Abstract. Several transport mechanisms govern the cross-sectional particle distribution in fully developed turbulent flow in a pipe. These transport mechanisms affect particle load deposition as well as particle resuspension, which are identified as principal protagonists in the build-up of potential discolouration risk in drinking water distribution systems (DWDS). Both are to a large degree controlled by particle size and flow conditions. However, so far, these relationships are not completely understood in the context of DWDS.

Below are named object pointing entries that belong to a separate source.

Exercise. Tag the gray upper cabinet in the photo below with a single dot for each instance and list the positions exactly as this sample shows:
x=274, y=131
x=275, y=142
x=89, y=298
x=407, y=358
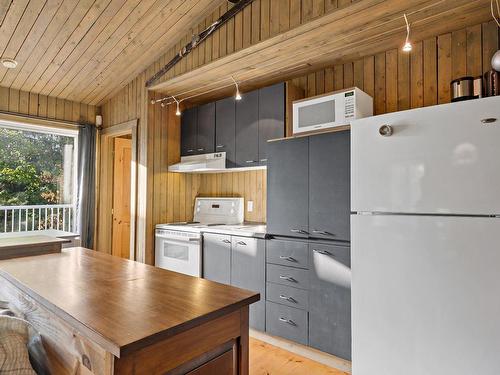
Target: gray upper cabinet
x=225, y=129
x=247, y=130
x=217, y=258
x=288, y=187
x=329, y=186
x=189, y=130
x=205, y=142
x=271, y=117
x=248, y=271
x=330, y=299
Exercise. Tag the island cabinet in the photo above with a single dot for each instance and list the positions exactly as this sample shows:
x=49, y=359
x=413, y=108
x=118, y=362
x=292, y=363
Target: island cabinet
x=240, y=262
x=308, y=190
x=99, y=314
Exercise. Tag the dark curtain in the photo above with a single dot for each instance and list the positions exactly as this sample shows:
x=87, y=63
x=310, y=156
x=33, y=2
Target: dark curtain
x=86, y=184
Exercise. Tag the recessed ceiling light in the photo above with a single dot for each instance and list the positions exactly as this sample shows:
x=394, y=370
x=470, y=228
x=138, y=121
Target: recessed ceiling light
x=9, y=63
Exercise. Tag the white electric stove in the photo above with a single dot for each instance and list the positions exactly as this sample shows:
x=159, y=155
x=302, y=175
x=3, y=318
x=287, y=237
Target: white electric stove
x=178, y=246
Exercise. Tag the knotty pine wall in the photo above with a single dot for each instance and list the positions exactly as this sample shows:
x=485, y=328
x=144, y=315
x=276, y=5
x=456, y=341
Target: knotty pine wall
x=45, y=107
x=396, y=80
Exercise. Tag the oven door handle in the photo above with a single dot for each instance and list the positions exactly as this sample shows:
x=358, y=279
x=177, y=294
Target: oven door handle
x=183, y=240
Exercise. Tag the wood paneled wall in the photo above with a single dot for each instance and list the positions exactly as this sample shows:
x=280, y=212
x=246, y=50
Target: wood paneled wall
x=46, y=107
x=396, y=80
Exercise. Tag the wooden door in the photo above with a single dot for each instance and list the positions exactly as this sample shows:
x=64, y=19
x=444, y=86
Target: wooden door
x=121, y=197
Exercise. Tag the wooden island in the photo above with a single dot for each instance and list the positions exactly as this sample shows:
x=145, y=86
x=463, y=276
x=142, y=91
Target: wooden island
x=100, y=314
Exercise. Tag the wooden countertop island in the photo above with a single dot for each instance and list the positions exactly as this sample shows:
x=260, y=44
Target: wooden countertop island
x=101, y=314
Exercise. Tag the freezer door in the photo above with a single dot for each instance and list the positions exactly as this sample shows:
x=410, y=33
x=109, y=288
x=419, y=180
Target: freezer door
x=440, y=159
x=425, y=295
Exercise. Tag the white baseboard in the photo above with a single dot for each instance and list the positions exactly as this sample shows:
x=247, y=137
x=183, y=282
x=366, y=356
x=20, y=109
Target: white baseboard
x=304, y=351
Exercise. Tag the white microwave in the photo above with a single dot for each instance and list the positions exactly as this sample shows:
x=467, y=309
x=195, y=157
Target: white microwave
x=331, y=110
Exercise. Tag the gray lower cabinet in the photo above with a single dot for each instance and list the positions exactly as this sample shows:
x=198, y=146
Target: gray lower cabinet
x=248, y=271
x=287, y=322
x=217, y=258
x=288, y=187
x=330, y=299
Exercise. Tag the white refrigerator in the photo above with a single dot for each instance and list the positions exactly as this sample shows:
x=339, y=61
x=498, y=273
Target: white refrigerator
x=425, y=201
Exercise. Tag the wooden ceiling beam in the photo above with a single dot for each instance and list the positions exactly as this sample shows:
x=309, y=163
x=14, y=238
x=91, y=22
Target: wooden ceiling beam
x=363, y=29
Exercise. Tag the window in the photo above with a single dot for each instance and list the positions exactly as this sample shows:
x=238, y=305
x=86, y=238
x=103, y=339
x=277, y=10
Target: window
x=37, y=177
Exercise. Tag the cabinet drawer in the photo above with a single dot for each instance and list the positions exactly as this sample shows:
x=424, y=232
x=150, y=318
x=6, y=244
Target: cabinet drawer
x=287, y=295
x=289, y=276
x=286, y=322
x=287, y=253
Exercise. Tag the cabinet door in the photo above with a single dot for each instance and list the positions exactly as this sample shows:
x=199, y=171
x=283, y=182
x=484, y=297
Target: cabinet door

In this research we have attempted to identify under which conditions particles suspended in water are transported towards the pipe wall, which generate favourable conditions for deposition. Experimental results are reported and then compared, qualitatively and quantitatively, to the theoretical predictions in the regime transport map for turbulent flow proposed by van Thienen et al. (2011a). The research was conducted by completing a series of experiments in a laboratory test facility with different hydraulic regimes and different particle size ranges. A newly developed optical tomography measurement system was used in order to produce cross-sectional images of particle concentration in water flowing inside a pipe. The experimental results allowed us to identify flow conditions and particles sizes under which gravitational settling and turbophoresis dominated the radial particle transport. These findings show a good correspondence between experimental data and theoretical predictions on the occurrence of turbophoresis and lead to a better understanding of the processes that increase the potential discolouration risk in DWDS.